I still have The Five Little Peppers, and when I think about the the Ratti names, I think about Darcy’s particular brand of creativity. She was the inventor of many of our childhood games. There was a game called Ghosties that my cousins and I can’t remember except that it involved being outside in the evening in our pajamas, and something to do with the streetlamp in front of our house. There was a game I remember nothing at all about but it was called Fall in the Toilet Orphanage and possibly that’s all I need to know. There was a game called Grand Championship that must have taken all day. First, the three of us sisters gathered all of our dolls and stuffed animals at the top of the stairs. Then, one by one, we slid them down the banister to the first floor. Anyone who fell off part way down had to come back up until they could make it all the way down on the banister. Since not all the dolls and animals were a convenient size or shape for banister-sliding, this part alone took quite a while. Once all the dolls and animals were gathered in three piles in the living room, two sisters would take one doll or animal each, stand at opposite ends of the living room, and simultaneously toss the dolls or animals to the opposite sister. They would do this back and forth until one of the dolls or animals fell, and that doll or animal would be out of the game. The third sister would come in with a doll or animal and play against the doll or animal who won the previous round. This would go on until there was only one doll or animal who had not been dropped, and that would be the Grand Champion. Not the sister, mind you, but the doll or animal.
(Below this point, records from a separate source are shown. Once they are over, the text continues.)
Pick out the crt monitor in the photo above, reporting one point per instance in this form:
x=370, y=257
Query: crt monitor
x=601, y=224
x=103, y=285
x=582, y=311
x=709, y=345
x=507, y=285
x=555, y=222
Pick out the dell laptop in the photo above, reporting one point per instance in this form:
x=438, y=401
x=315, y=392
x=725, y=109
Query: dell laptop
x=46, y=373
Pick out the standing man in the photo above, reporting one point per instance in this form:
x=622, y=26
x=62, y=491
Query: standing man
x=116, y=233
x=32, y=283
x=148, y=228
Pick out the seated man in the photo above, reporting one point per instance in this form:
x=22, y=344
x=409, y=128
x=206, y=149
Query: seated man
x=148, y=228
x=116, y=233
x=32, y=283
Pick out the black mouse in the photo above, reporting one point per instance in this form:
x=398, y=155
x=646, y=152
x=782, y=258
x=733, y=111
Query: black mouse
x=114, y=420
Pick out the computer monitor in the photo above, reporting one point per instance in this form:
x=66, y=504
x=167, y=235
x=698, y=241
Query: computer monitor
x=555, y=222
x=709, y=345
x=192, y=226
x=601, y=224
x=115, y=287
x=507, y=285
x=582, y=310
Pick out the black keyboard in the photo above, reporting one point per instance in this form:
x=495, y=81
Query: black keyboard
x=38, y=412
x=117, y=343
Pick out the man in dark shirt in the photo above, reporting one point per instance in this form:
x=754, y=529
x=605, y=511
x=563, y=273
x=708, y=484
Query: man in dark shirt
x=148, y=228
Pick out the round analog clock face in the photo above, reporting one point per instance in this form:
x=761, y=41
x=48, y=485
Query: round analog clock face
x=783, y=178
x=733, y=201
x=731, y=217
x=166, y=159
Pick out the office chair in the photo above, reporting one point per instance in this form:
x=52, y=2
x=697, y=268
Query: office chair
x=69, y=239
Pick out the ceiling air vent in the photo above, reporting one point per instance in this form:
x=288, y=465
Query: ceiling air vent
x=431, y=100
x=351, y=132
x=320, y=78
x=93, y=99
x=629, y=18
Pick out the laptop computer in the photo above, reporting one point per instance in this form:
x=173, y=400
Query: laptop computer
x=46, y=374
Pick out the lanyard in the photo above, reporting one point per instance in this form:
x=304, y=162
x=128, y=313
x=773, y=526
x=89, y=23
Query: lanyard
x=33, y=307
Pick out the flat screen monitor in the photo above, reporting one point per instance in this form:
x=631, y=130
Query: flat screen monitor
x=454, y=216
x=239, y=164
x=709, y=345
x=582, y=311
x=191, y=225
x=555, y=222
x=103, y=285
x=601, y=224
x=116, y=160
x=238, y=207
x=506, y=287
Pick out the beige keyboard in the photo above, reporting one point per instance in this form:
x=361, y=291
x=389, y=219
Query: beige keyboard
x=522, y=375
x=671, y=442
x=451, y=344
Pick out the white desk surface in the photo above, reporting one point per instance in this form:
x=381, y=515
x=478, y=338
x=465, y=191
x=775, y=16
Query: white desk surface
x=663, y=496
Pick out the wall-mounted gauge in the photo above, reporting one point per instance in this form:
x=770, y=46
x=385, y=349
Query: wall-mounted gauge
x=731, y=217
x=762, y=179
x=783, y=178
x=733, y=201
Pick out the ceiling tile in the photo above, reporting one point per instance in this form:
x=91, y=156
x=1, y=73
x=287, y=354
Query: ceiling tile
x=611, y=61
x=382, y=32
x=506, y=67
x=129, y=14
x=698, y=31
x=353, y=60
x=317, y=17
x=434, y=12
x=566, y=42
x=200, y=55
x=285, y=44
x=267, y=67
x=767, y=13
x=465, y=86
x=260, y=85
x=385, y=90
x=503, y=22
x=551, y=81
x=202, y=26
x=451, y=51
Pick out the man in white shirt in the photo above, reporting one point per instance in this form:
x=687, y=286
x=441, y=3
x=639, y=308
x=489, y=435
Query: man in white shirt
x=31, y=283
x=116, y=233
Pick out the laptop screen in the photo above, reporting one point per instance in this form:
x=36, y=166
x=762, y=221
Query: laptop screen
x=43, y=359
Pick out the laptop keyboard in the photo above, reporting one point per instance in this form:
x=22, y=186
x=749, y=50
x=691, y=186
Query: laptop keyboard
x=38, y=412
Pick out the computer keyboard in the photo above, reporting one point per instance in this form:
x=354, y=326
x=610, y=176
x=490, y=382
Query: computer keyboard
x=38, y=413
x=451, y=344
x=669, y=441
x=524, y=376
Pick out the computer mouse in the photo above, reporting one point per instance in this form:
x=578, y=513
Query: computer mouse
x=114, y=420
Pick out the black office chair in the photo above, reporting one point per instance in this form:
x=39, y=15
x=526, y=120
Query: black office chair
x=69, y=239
When I think about Darcy I will always think about ballet. She was a dancer from at least the time I was born. I don’t even know how old she was when she started putting on annual performances of The Nutcracker in our basement – certainly no older than 11 or 12. Darcy choreographed, directed, cast, made costumes and sets for, and of course starred in, these productions. She was Dr. Drosselmeyer, the Nutcracker, and the Mouse King, which created interesting staging for the big sword fight when only one of them could be on stage at a time, but she made it work. She was always in one or more of the dances in the second act. There was one boy in the neighborhood who she was able to persuade to participate for a couple of years, and he played Fritz in the first act. There were always two Claras – Clara in the first act, and Clara in the second act. I still think of them as two distinct characters. Clara in the first act had a dancing role, and got to wear the pink party dress. This role rotated between my sister Rachel and her friends. In the early ballets I got stuck with Clara in the second act, in which I had to wear a nightgown and sit in a chair and watch the other dancers. Later I got to be a Candy Cane, which is still my favorite music and dance in every version of the ballet I have seen, but I never was Clara in the first act. Somewhere, however, there is a photo of me taken from behind, as I looked into a mirror to adjust my extremely home made aluminum foil crown. I am roughly 4 in this photo. You can see my face in the mirror and the look of delight on my face (I’m a princess! I’m wearing a beautiful crown!) tells all you need to know about the magic Darcy managed to create.
Some days I want to think about the complexities of relationships and families and memories, but today I just want a little magic.